Despite what I am about to write, I really do appreciate political journalists who make an effort to contextualize their analysis with some history instead of looking at elections as isolated phenomena determined by game-changing moments. And so Olivia Reingold’s argument in the Free Press, a new media company founded by Bari Weiss, for the existence of something called “DeSantis Democrats” as analogous to the famous Reagan Democrats of a bygone age merits an E for effort — but not a particularly good grade in history or political science.
Let’s start with the fact that Reingold projects Ron DeSantis’s strong performance in the 2022 midterms onto a Republican Party that did not do so well in other states. Is the Florida governor obviously the wave of future or an anomaly? Reingold comes up with a handful of anecdotal accounts of DeSantis flipping Democrats and suggests, without much evidence, that they are illustrative of what’s happening in Florida and across the country as a whole. And here’s where she brings in the Reagan analogies: DeSantis voters, she says, “are not all that dissimilar to the Reagan Democrats who fueled the Republican’s 1980 White House victory”:
Like the Reagan Democrats, the DeSantis Democrats feel condescended to, abandoned by the progressive elites who bankroll Democratic candidates and shape the party’s agenda.
Then, like now, inflation was out of control. Then, like now, the leadership in Washington seemed tired, out of ideas. Then, like now, the country seemed adrift. In 1980, America was losing ground to the communists in Afghanistan and Nicaragua, to the mullahs in Iran. In 2022, it is gripped by a polarization and economic stratification that have been building for years, with eight in ten Americans dissatisfied with how things are going, and two in five fearful a second civil war is on the horizon.
Actually, the Democratic president Reagan vanquished was hardly the vehicle of “progressive elites.” He was Jimmy Carter, the Baptist deacon who ran against Washington in 1976 and was endorsed by an array of southern reactionaries including George Wallace and James Eastland. He then ran for reelection after defeating liberal icon Ted Kennedy in the 1980 primaries. He lost reelection in part because of inflation and unemployment, but nobody back then blamed inflation strictly on Democrats; it began under Richard Nixon and was so bad under Republican governance that his successor, Gerald Ford, launched a feckless but politically essential crusade to “Whip Inflation Now.”
There was a big shift in partisan politics that Reagan benefited from more than he engineered: the abandonment of the Democratic Party by racists not just in the South but among white working-class voters across the country in the wake of the Kennedy and Johnson administration’s championship of civil-rights and voting-rights legislation. It was first manifest in the Nixon landslide of 1972. Carter actually delayed this realignment toward the GOP by his own regional appeal and relative cultural conservatism (in conjunction with the reaction to the Watergate scandals).

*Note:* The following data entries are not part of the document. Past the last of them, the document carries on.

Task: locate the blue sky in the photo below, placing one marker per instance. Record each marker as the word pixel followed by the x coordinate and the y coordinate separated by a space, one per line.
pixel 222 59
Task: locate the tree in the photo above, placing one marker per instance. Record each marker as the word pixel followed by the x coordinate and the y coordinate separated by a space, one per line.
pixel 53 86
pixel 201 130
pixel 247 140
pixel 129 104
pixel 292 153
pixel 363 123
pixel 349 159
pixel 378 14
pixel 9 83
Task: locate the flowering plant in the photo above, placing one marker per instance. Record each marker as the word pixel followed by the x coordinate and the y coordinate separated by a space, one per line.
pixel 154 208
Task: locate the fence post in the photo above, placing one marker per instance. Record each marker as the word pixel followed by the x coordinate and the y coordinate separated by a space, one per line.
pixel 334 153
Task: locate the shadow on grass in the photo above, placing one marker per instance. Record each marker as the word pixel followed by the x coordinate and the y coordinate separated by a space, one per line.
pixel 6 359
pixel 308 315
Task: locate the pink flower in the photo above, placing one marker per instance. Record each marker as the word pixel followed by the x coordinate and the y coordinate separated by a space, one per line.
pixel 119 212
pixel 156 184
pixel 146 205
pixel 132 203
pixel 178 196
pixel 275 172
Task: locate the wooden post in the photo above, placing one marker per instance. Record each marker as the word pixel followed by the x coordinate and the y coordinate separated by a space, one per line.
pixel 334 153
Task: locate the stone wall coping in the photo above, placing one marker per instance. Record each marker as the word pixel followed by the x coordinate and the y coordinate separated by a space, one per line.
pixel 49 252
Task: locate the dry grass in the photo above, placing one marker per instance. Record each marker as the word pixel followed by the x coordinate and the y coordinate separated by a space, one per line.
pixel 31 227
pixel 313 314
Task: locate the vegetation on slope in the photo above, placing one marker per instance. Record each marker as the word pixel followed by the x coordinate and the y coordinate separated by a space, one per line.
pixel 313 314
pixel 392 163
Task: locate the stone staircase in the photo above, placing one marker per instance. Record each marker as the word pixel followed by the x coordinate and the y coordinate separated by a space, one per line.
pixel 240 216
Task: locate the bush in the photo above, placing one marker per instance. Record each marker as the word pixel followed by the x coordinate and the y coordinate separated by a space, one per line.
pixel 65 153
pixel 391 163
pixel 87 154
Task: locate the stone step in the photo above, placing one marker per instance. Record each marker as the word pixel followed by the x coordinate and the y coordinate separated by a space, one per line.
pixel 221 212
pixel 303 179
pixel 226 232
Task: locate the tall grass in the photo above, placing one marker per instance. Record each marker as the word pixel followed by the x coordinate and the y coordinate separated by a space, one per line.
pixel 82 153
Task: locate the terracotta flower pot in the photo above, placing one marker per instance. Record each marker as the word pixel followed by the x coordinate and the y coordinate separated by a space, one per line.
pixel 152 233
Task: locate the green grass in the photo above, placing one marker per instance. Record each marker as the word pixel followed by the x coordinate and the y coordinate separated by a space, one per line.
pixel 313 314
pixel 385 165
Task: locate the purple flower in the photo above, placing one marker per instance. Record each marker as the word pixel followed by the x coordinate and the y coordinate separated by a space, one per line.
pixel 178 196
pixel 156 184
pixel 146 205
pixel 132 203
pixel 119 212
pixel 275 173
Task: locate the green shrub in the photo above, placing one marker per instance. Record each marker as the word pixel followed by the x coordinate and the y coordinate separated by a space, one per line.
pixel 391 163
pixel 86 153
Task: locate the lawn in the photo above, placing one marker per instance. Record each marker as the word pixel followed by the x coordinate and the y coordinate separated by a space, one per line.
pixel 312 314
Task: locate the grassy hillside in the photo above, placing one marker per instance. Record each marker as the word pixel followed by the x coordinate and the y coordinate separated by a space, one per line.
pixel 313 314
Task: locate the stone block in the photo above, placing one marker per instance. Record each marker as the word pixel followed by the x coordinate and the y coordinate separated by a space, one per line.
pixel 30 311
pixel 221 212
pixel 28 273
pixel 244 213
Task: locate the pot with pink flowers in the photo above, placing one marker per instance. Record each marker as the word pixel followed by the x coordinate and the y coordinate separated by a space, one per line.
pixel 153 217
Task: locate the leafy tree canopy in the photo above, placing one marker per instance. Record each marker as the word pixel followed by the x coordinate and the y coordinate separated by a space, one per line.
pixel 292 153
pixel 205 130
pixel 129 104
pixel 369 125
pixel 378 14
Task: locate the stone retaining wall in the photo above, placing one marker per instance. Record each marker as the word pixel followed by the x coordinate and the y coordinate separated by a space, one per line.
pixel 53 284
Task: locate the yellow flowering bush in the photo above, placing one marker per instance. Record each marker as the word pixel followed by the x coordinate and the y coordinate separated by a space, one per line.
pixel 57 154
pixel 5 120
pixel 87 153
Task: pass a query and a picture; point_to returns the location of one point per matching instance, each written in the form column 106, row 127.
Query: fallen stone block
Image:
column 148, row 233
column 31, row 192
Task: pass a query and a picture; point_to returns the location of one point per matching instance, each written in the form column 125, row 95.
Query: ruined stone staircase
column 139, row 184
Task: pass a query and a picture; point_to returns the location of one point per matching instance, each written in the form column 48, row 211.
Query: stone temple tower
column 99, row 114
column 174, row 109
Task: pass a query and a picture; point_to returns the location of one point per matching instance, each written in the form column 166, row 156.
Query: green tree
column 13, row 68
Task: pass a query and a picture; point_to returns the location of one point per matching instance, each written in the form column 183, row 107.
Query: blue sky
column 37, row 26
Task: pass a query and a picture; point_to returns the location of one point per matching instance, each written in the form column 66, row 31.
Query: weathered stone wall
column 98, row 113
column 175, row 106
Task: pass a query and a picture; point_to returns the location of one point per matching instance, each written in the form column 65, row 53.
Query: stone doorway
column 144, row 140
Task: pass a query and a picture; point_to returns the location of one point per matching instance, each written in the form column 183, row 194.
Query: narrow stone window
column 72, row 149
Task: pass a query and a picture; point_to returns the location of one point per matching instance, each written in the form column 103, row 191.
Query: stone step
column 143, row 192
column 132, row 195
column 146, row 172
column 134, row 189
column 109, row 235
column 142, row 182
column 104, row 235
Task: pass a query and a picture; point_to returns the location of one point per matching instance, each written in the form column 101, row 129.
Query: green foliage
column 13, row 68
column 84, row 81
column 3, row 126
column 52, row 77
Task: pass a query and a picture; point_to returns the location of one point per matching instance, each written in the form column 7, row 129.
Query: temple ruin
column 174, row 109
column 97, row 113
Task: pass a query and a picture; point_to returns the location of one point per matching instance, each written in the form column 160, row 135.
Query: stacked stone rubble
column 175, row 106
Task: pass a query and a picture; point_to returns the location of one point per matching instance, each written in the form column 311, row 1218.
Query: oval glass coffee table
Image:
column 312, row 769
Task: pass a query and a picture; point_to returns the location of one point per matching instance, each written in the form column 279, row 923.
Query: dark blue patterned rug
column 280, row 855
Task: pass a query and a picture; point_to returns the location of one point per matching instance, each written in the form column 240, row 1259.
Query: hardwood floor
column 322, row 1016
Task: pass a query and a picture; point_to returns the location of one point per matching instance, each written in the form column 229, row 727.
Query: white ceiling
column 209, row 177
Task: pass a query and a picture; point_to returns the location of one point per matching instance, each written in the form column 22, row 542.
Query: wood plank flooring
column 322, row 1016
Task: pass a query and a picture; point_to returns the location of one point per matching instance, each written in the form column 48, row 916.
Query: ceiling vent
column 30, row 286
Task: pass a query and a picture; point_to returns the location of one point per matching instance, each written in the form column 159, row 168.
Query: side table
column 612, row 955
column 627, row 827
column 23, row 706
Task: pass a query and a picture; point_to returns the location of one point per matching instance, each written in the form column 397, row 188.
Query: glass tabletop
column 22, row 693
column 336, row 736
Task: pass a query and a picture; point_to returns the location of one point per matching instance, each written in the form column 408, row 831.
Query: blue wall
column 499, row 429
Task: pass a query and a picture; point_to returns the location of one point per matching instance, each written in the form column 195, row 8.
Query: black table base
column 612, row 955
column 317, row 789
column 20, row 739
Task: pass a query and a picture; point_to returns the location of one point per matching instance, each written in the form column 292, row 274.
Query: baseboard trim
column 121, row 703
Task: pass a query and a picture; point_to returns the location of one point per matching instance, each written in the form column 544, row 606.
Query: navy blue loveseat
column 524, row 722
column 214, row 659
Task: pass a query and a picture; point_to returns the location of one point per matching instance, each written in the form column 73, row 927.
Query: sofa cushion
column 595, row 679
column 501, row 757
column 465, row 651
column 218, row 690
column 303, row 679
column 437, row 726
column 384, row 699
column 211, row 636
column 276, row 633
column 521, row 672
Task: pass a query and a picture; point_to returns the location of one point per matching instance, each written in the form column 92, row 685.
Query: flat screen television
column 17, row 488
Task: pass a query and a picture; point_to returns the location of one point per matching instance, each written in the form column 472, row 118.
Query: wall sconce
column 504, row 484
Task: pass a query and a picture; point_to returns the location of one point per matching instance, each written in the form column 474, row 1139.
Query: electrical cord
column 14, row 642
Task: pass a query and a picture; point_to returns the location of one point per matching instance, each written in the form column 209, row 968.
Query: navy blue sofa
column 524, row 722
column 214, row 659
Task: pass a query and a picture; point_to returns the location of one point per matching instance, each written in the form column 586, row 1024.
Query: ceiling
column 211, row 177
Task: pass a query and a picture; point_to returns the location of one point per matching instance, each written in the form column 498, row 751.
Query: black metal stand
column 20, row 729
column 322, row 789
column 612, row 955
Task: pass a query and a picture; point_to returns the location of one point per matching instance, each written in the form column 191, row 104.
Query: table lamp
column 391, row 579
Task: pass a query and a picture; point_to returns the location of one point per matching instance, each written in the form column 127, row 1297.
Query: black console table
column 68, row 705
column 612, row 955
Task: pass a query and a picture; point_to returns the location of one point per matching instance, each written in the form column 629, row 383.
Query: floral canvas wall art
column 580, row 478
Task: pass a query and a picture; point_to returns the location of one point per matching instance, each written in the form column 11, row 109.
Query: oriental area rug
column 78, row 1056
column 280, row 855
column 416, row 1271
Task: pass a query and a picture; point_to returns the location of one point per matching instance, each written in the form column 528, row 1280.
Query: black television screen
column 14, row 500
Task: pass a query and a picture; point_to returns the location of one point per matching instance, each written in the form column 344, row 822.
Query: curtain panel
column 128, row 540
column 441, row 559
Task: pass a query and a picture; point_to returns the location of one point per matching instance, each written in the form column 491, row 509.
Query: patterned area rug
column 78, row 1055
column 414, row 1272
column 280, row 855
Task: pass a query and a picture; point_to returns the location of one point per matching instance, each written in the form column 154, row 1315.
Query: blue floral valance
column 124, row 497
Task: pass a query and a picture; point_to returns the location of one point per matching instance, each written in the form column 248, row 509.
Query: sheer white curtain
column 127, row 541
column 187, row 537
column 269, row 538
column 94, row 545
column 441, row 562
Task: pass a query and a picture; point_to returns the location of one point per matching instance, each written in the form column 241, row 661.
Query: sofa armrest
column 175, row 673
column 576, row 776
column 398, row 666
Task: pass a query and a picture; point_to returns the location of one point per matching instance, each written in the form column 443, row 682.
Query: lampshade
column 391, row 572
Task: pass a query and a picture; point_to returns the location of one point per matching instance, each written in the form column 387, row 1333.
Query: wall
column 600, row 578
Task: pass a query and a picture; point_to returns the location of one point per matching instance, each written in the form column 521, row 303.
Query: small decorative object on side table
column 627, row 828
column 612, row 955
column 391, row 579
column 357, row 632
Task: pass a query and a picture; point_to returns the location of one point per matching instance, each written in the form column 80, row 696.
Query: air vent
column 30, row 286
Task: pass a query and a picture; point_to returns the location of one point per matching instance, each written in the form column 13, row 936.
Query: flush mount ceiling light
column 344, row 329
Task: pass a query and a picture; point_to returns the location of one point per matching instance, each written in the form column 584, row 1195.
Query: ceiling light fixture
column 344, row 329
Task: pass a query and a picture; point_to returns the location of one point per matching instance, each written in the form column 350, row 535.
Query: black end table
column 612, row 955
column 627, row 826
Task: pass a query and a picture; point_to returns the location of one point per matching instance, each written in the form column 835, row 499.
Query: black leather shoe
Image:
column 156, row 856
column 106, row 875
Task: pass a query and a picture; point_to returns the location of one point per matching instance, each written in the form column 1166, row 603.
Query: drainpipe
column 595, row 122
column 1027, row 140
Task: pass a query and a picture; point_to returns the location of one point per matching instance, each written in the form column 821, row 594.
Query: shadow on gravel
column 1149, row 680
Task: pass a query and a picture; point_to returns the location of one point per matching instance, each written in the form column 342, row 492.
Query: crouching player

By 1984, there was no longer any moderate-to-conservative southern Democratic president to allay the realignment of these voters. And, yes, Reagan’s personal qualities helped consummate the transition. It was all, by the way, temporary: By the end of the 1980s, a counter-transition of more progressive former Republicans into the Democratic Party was fully underway, which helped Democrats win the popular vote in all but one of the 21st century’s presidential elections.
So the Reagan Democrats were simply part of a realignment that occurred when the two parties finally became identified with liberal and conservative ideological views. Reagan was lionized as a political giant mostly because his act hadn’t alienated soon-to-be-former Republican voters by the time he left office.
As for “DeSantis Democrats?” All we know is that a powerful Republican incumbent governor of an increasingly red state with an inferior Democratic Party had a good midterm election. There’s no particular evidence his appeal is contagious; at this point, he certainly seems far less charismatic than the Gipper. The shift of Latino voters to the GOP, which many Republicans predicted would give them huge gains in 2022, did intensify in DeSantis’s Florida. But it didn’t spread much west of Pensacola and may have been the result of eccentric factors attributable to the particular mix of voters in southern Florida and the fecklessness of the Sunshine State’s Democrats. DeSantis may build a national constituency of voters opposed to a Democratic Party that is committed to equality on economic and cultural issues if he runs for president in 2024, but it’s not a self-evident majority.
Whether you think Reagan himself was racist, he most definitely battened on the transition of racists from one party to the other. A similar trend may serve DeSantis’s presidential ambitions. But if exemplifying a right-wing backlash is all DeSantis has going for him, he may not go much further than becoming a lightning rod for Republicans who want to rid their party of Donald Trump’s influence. The idea that DeSantis represents some sort of new or restored Reaganesque governing coalition is far from passing the laugh test.